Susan Granger’s review of “Brightburn” (Screen Gems/Sony)

Since superhero origin stories and subversive horror movies dominate the box-office, it’s not surprising that someone came up with a clever premise that combines both genres.

About a dozen years ago in the rural town of Brightburn, Kansas, a childless couple – Tori (Elizabeth Banks) and Kyle (David Denman) Breyer – realize a meteor has crashed on their farm. Aboard is a healthy baby boy – a heaven-sent answer to their prayers.

Naming him Brandon, they tell people he’s that he’s adopted. Now, as Brandon (Jackson A. Dunn) approaches puberty, strange things seem to be happening to him.

While helping his dad with chores, when he accidentally throws a lawnmower 100 yards across a field, Brandon smugly realizes, “I’m special.”

So he decides to stalk a pretty classmate, Caitlyn (Emmie Hunter), who once sympathized with him when he was teased for being so smart. Putting it mildly, Caitlyn is not pleased. Indeed. She calls him a pervert, dropping him during a ‘trust fall’ exercise in gym. So Brandon crushes the bones in her hand after she’s forced to help him up.

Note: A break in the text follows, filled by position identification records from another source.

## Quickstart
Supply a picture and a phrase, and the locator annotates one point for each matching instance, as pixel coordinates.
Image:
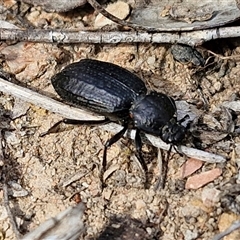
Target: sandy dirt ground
(36, 168)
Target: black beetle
(120, 96)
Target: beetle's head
(173, 132)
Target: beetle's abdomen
(98, 86)
(152, 112)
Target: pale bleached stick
(76, 113)
(46, 102)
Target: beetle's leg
(138, 144)
(109, 143)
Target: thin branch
(6, 205)
(45, 102)
(233, 227)
(76, 113)
(67, 225)
(192, 38)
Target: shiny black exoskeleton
(120, 96)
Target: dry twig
(192, 38)
(233, 227)
(76, 113)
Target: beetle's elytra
(120, 96)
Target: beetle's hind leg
(138, 144)
(108, 144)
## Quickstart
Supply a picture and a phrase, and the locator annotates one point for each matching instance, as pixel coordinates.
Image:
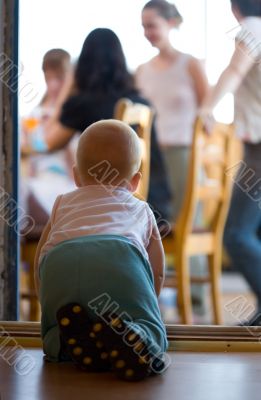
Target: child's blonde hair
(108, 152)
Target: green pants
(99, 272)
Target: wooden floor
(192, 375)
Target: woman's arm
(230, 79)
(199, 78)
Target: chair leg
(28, 253)
(183, 287)
(214, 262)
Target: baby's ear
(76, 176)
(135, 180)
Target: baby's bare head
(108, 152)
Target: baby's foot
(128, 353)
(80, 343)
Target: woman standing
(175, 84)
(243, 78)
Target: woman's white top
(248, 95)
(172, 93)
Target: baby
(99, 264)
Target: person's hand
(207, 119)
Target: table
(206, 363)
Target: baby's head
(108, 153)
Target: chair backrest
(140, 117)
(209, 184)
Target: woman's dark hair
(248, 8)
(101, 66)
(165, 9)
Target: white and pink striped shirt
(99, 210)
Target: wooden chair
(140, 117)
(212, 155)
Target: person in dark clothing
(101, 78)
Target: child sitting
(100, 263)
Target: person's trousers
(243, 227)
(102, 273)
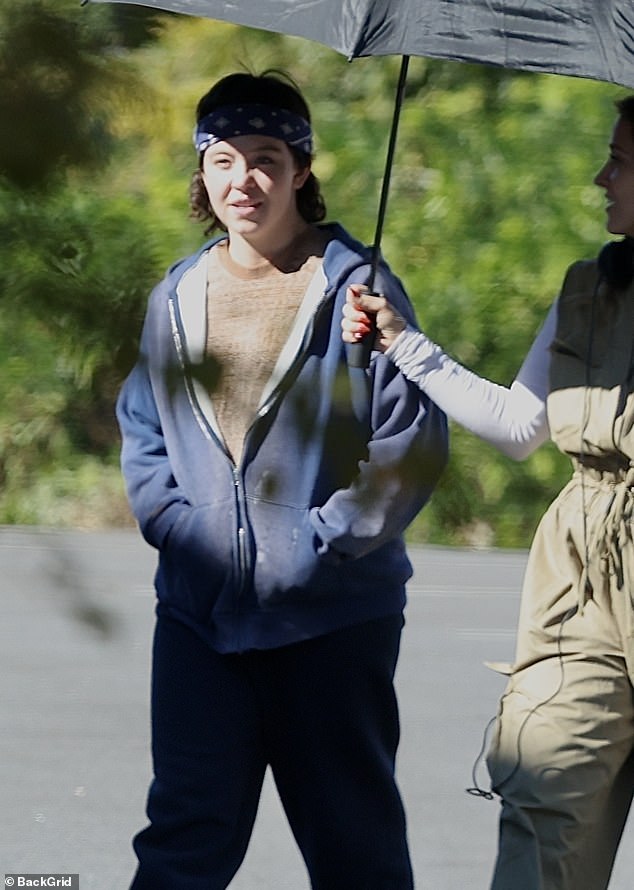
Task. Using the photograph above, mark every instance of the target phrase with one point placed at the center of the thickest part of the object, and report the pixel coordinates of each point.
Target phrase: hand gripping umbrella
(579, 38)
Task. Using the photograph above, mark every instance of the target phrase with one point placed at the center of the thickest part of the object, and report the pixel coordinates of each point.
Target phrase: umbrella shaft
(376, 250)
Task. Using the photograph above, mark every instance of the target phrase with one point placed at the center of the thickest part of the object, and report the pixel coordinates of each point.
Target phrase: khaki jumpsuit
(562, 753)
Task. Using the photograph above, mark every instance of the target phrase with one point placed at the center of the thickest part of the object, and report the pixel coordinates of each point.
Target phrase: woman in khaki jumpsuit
(562, 756)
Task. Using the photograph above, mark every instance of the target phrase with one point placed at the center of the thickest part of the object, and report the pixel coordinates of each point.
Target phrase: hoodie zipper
(244, 563)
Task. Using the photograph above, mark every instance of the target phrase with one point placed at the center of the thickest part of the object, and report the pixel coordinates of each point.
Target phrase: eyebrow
(259, 146)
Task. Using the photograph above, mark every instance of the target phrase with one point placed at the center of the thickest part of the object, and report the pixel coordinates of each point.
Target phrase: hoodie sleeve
(407, 452)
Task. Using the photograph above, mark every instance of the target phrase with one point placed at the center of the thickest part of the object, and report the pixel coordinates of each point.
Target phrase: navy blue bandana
(246, 120)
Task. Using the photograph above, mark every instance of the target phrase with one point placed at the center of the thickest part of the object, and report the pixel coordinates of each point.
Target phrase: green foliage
(491, 199)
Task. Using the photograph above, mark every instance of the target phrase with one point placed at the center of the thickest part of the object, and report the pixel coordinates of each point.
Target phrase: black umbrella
(581, 38)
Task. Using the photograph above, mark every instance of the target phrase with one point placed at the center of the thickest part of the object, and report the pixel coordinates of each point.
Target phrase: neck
(251, 255)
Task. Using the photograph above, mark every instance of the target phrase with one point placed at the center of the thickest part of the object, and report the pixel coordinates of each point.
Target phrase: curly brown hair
(273, 88)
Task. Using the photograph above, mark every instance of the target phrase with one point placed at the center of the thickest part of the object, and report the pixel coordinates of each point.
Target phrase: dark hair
(625, 108)
(267, 88)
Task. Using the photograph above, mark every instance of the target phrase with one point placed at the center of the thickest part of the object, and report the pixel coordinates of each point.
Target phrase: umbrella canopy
(579, 38)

Brandon soon becomes defiant, manipulative and, eventually, homicidal, wearing a cape fashioned out of the blanket he was wrapped in as a baby. Is it all somehow, inexplicably, connected to that malevolent space pod, vibrating and glowing in a locked cellar in the barn?

Director David Yarovesky (“The Hive”) turns Superman into the Bad Seed – on a thrifty $6 million budget – under the supervision of producer James Gunn (“Guardians of the Galaxy”), whose brother Brian Gunn and cousin Mark Gunn wrote the warped, formulaic screenplay, focusing on grisly gore, never delving into the creepy concept of an evil superhero, capable of mass destruction.

“Brightburn” was originally scheduled for release last November but scuttled after Disney fired James Gunn and cancelled his appearance at San Diego’s Comic-Con.

On the Granger Movie Gauge of 1 to 10, “Brightburn” is a fright flick 4 – with a sinister end credits sequence that signals a sequel is in the works.